In relazione ai numerosi quesiti pervenuti sull’art. 35 dei CCNL sottoscritti il 10 febbraio 2004 si precisa che l’incremento mensile dello stipendio tabellare ivi previsto dal 1 luglio 2001 assorbe il nuovo corrisposto dal 1 gennaio 2001 con i citati CCNL integrativi.
Pertanto, l’incremento di L. 89.000 (pari ad € 45,96), decorrente dal 1 luglio 2001 (comma 2, dell’art.35 in esame) corrisponde alla somma di L. 46.000 (pari ad € 23,75), già prevista dai CCNL 8 giugno 2000 (II biennio economico 2000 – 2001), e di L. 43.000 (pari ad € 22,21), attribuita dal 1 gennaio 2001 con il CCNL integrativo del 10 febbraio 2004.

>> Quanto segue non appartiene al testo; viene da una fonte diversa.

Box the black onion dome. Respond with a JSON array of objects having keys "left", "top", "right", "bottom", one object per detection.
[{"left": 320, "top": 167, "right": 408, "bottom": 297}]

Di conseguenza, le somme arretrate, spettanti ai dirigenti dal 1 gennaio 2001, per effetto del nuovo contratto, riguardano unicamente il nuovo incremento, a suo tempo non percepito, di L. 43.000 (pari ad € 22,21).

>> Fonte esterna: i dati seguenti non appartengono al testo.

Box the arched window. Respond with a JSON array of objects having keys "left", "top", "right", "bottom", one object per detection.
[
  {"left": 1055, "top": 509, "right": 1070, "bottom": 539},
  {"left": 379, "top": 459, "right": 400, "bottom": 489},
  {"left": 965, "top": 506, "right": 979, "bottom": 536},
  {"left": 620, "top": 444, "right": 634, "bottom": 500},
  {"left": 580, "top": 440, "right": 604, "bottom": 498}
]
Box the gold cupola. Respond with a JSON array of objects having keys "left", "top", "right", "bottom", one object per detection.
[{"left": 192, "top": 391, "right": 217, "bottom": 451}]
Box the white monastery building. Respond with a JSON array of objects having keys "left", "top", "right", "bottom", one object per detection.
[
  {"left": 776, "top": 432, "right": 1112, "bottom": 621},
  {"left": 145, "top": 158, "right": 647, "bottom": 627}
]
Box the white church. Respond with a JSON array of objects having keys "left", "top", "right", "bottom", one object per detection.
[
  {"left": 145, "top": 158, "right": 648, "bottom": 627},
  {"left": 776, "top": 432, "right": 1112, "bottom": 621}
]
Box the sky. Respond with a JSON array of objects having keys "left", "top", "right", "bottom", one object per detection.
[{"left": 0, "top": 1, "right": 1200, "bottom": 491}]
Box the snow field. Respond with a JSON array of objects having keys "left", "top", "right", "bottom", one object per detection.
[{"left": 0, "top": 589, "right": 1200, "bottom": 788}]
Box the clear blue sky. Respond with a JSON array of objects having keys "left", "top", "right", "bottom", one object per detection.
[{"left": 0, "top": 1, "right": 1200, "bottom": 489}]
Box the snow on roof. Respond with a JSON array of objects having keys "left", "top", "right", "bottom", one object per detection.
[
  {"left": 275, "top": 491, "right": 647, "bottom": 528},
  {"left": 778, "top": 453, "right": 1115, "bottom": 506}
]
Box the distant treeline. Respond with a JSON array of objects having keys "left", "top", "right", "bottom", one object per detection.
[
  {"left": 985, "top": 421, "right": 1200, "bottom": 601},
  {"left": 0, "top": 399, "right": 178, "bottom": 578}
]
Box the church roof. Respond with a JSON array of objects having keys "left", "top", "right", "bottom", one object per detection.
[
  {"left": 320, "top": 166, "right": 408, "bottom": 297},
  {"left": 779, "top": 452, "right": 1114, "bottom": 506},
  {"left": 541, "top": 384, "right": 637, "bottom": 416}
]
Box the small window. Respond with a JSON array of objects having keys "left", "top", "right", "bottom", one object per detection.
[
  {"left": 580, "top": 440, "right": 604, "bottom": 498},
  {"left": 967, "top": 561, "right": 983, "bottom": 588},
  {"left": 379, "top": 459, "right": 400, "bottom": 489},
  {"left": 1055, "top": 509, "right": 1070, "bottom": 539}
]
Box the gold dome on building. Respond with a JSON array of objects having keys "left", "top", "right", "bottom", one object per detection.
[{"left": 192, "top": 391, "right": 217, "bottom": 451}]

Complessivamente, dunque, gli incrementi mensili dei CCNL 1998 – 2001, II
biennio economico 2000 – 2001, integrati dal CCNL 10 febbraio 2004, sono
così riassumibili:
1) dal 1 luglio 2000 L. 50.000 (pari da € 25,82);
2) dal 1 gennaio 2001 L. 43.000 (pari ad € 22,21) che si aggiungono
all’incremento del 1 luglio 2000 senza riassorbirlo;
3) dal 1 luglio 2001 L. 89.000 (pari ad € 45,96), comprensive
dell’incremento di gennaio 2001 ma non di quello di luglio 2000.
Il totale degli aumenti del tabellare, a regime, a partire dal 1 luglio 2001 è, quindi, di L.139.000 mensili lorde (pari ad € 71,78), che assorbono tre incrementi: quelli del 1 luglio 2000 e del 1 luglio 2001 già percepiti per effetto dei CCNL dell’8 giugno 2000, II biennio economico, e quello del 1 gennaio 2001, aggiuntivo, oggetto del CCNL integrativo del 10 febbraio 2004, ancora da corrispondere.